Deutschland/Spanien 2011, Regie: Maggie Peren
von Angela Huemer
Der Film beginnt mit einem langen Prolog. Eine junge Frau klopft heftig an Tür und Fenster, José ruft sie, José. José liegt noch im Bett, er hört sie – doch er ignoriert sie. Er stellt sich unter die Dusche und hält sich die Ohren zu.
Als er dann mit seinem Auto losfährt, merkt er, dass sie, Marielle sich darin versteckt hat. Am Rand des Rollfelds des Flughafens bleiben sie stehen. Marielle will, dass José ihr Heroin spritzt. Sie bereitet alles vor, doch José vernichtet das Rauschgift, statt in ihre schon angegriffene Vene spritzt er es auf den Boden. Während sie wütend auf das Auto einhaut, fährt er davon.
Unter Wasser. Eine junge Frau, die deutsche Urlauberin Nathalie, schwimmt und gibt sich den Wellen hin. Sie taucht auf und blickt in Richtung Strand – dort ist ein kleines Boot, ein gestrandetes Flüchtlingsboot. Einer der Bootsflüchtlinge, Zola, trägt seinen kleinen Sohn Mamadou auf den Armen, er kommt auf Nathalie zu und bittet sie um Wasser. Schnell kramt sie eine Plastikflasche aus ihrer Tasche und gibt sie ihm. Sie geht und holt frisches Wasser. Als sie wiederkommt, ist bereits die Polizei da. Wir sehen José wieder, er ist einer der Polizisten, er bittet Nathalie, den Strand zu verlassen. Zurück im Hotel erzählt Nathalie über Skype ihrem Freund Paul davon. Der Mann mit dem Sohn, sagt sie, hat wohl ihre Adresse und Telefonnummern, der Adressenanhänger ihrer Tasche fehlt nämlich.
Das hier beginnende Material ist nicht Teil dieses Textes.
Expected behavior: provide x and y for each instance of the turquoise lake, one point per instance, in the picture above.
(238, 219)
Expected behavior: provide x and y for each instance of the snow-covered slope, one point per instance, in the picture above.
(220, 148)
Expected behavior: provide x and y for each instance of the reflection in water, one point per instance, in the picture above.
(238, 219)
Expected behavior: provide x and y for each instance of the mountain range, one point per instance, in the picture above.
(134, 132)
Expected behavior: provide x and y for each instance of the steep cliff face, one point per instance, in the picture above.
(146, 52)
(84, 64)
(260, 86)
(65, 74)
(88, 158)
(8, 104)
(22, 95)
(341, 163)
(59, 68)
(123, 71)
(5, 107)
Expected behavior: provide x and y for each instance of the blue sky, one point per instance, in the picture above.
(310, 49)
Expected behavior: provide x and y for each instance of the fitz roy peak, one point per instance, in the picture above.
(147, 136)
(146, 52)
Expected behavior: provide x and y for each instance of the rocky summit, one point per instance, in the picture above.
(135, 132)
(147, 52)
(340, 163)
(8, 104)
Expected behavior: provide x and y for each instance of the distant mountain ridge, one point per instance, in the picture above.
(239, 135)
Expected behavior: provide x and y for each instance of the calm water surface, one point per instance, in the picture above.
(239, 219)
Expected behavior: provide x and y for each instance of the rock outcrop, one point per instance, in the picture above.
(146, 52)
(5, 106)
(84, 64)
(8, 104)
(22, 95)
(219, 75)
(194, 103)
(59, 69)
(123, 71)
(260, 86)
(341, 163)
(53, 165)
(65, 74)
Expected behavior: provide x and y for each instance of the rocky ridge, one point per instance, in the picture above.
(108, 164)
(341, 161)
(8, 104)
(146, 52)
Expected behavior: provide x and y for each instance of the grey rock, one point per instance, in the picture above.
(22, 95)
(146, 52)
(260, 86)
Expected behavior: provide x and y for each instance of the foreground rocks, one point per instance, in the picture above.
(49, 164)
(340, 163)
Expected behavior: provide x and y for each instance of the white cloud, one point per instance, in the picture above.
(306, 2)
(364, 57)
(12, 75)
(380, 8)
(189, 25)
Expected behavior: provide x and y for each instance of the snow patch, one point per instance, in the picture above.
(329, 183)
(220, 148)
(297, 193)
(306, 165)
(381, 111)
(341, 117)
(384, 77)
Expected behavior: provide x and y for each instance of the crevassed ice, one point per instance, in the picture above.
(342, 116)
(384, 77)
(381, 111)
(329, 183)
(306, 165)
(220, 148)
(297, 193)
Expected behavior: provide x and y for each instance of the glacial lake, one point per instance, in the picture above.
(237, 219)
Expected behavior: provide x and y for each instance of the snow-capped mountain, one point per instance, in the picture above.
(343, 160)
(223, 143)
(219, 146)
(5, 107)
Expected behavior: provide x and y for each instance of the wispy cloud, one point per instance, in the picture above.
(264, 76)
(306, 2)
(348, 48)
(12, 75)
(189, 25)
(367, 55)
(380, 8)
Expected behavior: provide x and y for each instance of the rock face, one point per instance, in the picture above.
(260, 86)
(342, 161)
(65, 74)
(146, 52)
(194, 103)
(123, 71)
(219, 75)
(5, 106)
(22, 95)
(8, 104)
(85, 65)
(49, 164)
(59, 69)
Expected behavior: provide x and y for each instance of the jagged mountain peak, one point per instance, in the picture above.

Misch dich nicht ein, meint Paul. Doch Nathalie ist sichtlich berührt von dem, was sie erlebt hat.
Die Flüchtlinge werden befragt. Zola, sagt eine Frau, die mit ihm im Boot war, hat niemandem Wasser gegeben, obwohl er welches hatte. Sie hat zwei Töchter verloren. Einer der Befrager ist José. Er wirkt hartherzig und glaubt ungern, was er hört. Carla, seine Kollegin, versucht seine Härte abzufangen. Was hast du nur gegen diese Leute, fragt sie ihn. Zola und Mamadou fliehen aus dem Flüchtlingslager. Sie kommen ausgerechnet in einer großen Schwimmbadanlage unter, der schwarze Kioskbetreiber gewährt ihnen einen Schlafplatz im Depotraum bei den Duschanlagen. Nathalies Freund Paul kommt etwas früher als geplant. Sie werden den Jahreswechsel auf der Insel verbringen. Zola meldet sich bei Nathalie. Unbekannte Nummer, beim ersten Versuch geht Paul ran, er drückt den Anruf weg.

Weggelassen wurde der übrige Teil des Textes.